Intriguingly but understandably the oil balance has not worsened dramatically for the rest of the year despite the massive cut in oil demand growth. It was uncalled for, nonetheless Mother Nature came to help. As a consequence of the Mexican production shut down and the damage Hurricane Ida caused in the Gulf of Mexico non-OPEC production has been revised down by 580,000 bpd for the incumbent quarter. These acts of God have greatly contributed to the continuous decline in OECD inventories that could fall as low as 2.8 billion bbls at the end of the year if the EIA is to be believed.

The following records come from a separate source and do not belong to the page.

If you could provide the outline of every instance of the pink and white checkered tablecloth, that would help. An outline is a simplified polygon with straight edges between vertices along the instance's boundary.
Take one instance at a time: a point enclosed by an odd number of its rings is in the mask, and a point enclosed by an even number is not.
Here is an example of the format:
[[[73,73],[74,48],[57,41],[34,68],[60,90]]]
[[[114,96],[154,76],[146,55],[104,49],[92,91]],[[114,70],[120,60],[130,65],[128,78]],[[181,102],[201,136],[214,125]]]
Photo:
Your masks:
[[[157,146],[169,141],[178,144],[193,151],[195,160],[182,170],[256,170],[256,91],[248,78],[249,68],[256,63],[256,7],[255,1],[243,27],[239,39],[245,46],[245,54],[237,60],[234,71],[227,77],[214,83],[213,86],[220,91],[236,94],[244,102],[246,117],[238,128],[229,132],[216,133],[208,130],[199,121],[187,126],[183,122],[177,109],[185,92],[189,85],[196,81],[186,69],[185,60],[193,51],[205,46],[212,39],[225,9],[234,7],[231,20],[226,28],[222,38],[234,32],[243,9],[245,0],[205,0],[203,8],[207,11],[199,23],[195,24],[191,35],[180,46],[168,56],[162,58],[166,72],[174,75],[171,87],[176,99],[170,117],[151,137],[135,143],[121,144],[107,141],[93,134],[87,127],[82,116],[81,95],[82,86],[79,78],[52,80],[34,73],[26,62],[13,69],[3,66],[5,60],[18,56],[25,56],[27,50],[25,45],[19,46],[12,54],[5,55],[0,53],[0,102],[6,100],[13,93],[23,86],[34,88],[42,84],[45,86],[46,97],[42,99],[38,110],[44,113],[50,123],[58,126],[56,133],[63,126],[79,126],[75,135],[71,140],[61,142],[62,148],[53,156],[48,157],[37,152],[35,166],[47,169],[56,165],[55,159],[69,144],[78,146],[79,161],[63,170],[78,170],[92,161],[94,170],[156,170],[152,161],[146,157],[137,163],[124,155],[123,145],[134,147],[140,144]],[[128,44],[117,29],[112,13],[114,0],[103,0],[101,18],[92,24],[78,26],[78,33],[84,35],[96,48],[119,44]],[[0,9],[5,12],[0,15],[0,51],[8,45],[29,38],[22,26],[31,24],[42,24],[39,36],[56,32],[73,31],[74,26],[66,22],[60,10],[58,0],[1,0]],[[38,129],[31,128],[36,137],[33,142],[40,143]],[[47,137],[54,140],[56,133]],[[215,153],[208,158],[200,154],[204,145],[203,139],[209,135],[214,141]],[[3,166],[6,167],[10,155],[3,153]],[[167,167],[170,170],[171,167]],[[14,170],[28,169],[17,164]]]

The above figure is refreshingly bullish and those who believe that Brent will reach the magical $80/bbl milestone before 2021 draws to a close base their confidence on this or at least on similar assumptions.  Whether they will prove correct will depend on two factors. The first one is how forward-looking the majority of the market is. Oil prices are very often the subject of perceptions and if the herd believes that global oil supply will exceed global consumption next year (the IEA reckons global oil stocks will build at the rate of 440,000 bpd in 2022) the upside potential based on 3Q-4Q 2021 oil balances could be limited. The second factor is the action and probably more importantly the communication of the OPEC+ alliance. Any sign of willingness to put the current strategy of increasing output by 400,000 bpd a month on temporary hold next year will send out a strong signal that the producer group is determined not to jeopardize the achievement of this year and last by producing above the level demanded by the market. There is a lot to ponder and lingering uncertainties, the known unknowns, are here to stay with us.